The UN had been rapidly approaching the end of a timetable it had set years ago to reduce the incidence of malaria in Africa in 2010 and in the rest of the world by 2015, sparking doubts as to whether it could meet its goal of nearly obliterating malaria within the next seven years.
But the Global Malaria Action Plan, developed by more than 250 experts on malaria given insight into the program, aims to keep efforts on the UN’s original timeline by prviding greater access to first-line defense against mosquitoes such as spraying and bed nets, as well as more medication. The bill for the Global Action Malaria Plan will likely come out to $5.3 billion in 2009 and $6.2 billion the following year. Another $750–950 million a year will be necessary for drug research.
Worldwide, more than 1 million people die from malaria each year, primarily children in sub-Saharan Africa. The disease causes flu-like symptoms, fever and chills.
In some cases, countries with more people at risk of malaria receive less money than those with fewer people in danger.
Timing anti-malaria efforts in Africa would have to “be very tight and will require an unprecedented degree of coordination among financing, training, monitoring and logistics” to be successful, said Scientific American.
“The toll of malaria is even more tragic because the disease itself is highly treatable and preventable,” President George W. Bush once said of the disease. “Yet this is also our opportunity because we know that large-scale action can defeat this disease in whole regions.”
In 2005, the United States co-sponsored a UN resolution to roll back malaria cases—particularly in Africa—by 2010. Another provision in the resolution urges the international community “to continue working to reduce the burden of malaria by 75 percent by 2015.”
The battle against malaria is being fought on the research front as well.
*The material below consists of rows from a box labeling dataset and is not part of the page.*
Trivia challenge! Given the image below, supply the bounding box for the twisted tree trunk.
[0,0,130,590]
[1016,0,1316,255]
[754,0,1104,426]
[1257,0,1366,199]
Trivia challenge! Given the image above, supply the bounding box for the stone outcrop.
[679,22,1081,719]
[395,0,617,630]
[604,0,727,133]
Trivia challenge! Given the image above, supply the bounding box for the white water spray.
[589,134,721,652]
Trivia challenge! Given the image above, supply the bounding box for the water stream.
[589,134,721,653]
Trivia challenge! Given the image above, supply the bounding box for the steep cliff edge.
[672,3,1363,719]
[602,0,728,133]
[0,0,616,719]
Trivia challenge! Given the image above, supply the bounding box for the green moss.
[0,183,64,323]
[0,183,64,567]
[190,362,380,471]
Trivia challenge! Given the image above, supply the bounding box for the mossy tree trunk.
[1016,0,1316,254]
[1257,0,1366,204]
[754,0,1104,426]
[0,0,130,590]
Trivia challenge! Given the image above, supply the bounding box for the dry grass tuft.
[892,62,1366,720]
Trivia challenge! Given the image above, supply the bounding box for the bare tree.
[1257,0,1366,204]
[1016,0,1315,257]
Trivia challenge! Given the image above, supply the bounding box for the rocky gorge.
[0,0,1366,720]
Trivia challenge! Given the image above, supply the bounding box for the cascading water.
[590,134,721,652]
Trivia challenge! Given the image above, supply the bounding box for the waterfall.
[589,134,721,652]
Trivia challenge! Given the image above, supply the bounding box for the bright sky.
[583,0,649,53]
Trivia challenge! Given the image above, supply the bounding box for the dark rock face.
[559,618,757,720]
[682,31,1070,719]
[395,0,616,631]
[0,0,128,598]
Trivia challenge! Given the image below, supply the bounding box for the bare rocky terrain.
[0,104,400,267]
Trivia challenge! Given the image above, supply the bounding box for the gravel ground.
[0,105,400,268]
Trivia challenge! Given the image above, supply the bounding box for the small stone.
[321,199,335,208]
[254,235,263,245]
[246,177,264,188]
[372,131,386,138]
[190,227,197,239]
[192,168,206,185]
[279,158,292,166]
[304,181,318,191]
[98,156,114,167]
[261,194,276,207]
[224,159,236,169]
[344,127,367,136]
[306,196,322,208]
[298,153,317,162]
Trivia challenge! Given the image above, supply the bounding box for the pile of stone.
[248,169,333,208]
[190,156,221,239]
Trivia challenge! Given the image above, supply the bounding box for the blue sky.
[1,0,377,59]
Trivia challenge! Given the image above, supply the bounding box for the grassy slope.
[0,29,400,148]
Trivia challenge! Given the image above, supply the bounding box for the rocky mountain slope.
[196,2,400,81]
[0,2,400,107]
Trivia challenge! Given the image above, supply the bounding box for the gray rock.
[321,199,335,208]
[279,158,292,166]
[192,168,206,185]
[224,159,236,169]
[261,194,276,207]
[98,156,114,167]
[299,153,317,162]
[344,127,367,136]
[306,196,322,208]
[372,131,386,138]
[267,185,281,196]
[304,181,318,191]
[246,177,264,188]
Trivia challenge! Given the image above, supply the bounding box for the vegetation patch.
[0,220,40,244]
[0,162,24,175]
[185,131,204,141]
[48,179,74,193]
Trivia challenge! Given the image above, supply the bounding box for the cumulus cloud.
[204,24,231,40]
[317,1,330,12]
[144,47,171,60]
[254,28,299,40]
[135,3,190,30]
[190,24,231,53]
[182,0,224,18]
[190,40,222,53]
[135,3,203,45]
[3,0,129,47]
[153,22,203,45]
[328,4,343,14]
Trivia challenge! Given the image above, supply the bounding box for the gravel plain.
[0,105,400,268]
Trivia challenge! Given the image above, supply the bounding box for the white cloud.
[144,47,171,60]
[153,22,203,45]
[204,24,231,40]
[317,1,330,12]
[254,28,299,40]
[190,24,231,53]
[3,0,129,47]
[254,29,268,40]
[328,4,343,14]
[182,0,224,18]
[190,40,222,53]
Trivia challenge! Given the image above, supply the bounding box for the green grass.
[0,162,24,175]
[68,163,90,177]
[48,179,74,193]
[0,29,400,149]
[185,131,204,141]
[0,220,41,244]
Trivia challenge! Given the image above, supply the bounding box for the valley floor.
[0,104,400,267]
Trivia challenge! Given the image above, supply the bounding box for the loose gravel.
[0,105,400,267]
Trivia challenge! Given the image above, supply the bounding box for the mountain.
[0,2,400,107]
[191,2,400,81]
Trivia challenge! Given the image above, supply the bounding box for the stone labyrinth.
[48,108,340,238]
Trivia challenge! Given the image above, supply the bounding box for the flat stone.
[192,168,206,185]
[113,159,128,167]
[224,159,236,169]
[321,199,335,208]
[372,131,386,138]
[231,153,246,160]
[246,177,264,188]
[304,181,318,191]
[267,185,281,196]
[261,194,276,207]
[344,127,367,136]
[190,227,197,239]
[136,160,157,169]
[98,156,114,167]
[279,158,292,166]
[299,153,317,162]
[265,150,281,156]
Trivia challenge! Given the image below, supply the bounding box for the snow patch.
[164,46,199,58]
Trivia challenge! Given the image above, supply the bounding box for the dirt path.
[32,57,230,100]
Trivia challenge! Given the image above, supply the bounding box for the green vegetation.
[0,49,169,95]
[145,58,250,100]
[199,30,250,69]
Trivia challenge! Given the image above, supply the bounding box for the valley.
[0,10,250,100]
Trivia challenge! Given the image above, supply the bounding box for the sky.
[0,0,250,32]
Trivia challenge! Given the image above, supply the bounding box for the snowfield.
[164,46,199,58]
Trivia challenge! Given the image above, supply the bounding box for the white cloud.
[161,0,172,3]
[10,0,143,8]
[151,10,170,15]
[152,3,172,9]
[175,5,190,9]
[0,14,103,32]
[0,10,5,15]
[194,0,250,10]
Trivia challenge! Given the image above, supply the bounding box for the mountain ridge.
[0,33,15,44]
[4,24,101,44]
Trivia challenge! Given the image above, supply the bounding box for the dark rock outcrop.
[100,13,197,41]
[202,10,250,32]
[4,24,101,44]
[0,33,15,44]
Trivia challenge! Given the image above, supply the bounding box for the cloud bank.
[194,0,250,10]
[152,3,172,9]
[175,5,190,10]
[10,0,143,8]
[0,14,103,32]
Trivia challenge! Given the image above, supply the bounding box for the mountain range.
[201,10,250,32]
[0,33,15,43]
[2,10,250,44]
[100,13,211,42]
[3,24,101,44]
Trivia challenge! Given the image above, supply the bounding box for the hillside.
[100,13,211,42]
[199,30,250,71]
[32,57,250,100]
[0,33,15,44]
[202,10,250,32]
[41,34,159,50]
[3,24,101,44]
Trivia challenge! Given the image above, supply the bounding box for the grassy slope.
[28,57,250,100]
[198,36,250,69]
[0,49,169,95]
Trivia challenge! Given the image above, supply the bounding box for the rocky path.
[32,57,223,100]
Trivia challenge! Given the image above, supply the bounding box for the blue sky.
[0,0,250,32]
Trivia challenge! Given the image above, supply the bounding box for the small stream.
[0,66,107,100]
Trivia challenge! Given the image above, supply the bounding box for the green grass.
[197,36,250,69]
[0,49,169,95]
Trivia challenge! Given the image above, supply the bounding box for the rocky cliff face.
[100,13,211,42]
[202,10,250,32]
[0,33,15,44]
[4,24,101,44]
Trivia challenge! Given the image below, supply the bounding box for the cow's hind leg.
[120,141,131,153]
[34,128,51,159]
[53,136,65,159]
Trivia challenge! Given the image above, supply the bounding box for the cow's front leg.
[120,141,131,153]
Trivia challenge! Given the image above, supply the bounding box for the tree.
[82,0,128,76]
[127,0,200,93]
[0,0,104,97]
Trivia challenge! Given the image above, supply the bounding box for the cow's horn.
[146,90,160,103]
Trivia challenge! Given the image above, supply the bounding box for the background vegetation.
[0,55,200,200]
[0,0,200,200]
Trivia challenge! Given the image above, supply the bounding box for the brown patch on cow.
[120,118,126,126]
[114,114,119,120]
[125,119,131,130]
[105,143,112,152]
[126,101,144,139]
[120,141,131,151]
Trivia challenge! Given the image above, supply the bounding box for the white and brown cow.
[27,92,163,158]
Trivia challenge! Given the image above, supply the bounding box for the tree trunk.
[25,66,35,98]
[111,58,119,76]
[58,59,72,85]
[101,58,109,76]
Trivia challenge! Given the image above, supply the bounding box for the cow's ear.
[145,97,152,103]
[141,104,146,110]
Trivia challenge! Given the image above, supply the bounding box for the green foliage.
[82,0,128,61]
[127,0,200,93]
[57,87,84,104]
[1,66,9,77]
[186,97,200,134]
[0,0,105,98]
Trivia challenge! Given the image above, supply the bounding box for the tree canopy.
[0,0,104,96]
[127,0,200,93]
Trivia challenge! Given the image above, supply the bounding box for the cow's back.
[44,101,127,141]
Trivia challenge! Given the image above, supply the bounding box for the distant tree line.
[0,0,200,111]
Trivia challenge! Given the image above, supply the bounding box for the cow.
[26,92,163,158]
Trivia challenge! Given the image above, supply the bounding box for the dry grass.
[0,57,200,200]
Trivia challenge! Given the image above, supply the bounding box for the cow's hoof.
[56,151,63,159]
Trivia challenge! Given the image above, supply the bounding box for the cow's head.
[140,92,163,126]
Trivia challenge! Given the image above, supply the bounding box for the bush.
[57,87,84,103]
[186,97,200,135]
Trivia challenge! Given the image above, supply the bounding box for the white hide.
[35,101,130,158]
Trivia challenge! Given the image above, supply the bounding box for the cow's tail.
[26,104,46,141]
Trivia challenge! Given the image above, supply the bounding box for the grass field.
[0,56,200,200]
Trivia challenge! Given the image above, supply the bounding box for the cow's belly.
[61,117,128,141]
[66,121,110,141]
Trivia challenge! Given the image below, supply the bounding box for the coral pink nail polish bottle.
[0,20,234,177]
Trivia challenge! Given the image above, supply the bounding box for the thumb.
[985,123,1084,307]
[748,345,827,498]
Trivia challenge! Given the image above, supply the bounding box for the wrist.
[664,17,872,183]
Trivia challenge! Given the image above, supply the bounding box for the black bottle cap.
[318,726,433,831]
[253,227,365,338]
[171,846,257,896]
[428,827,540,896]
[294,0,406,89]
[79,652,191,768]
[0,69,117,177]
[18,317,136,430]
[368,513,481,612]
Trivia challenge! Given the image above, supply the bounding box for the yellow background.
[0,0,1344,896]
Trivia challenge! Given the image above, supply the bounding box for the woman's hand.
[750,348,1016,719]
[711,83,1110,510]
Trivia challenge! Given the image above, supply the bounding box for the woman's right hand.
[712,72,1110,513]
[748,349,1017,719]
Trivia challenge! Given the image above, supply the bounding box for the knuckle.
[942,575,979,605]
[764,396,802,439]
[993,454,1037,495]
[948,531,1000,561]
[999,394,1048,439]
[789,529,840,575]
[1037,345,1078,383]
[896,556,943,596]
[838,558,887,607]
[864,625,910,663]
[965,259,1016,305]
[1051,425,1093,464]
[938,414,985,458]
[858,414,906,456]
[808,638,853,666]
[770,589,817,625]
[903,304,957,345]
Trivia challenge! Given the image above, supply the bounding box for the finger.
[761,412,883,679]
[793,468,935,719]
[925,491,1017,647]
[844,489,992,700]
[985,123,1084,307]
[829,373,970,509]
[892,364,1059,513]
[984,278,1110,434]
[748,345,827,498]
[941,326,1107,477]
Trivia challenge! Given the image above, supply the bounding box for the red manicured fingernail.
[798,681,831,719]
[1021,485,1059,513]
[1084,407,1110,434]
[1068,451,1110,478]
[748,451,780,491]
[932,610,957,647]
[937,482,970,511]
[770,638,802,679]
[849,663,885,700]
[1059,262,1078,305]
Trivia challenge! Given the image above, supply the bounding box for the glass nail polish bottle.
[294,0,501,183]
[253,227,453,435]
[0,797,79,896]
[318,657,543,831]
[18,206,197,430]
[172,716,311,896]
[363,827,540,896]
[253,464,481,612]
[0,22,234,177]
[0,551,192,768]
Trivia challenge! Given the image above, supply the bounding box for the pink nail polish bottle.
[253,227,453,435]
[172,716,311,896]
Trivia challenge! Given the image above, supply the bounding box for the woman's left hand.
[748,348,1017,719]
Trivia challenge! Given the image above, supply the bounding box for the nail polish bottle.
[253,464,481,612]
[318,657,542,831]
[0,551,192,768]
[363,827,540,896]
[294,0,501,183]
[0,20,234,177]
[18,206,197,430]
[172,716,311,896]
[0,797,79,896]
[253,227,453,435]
Two Europe-based research teams are working to stamp out malaria at the source—in mosquitoes and within the parasite that causes the disease. Andrea Crisanti, who headed an Imperial College study in London, showed in 2005 that he could insert a gene into male mosquitoes that would make them glow green.
In another study, released on June 3 by a group of Danish and American researchers, scientists reported on removal of a gene in the parasite itself that would render it unable to produce oocysts, egg-like casings from which new parasites spawn. The team used a species of the parasite that causes malaria in mice for its study.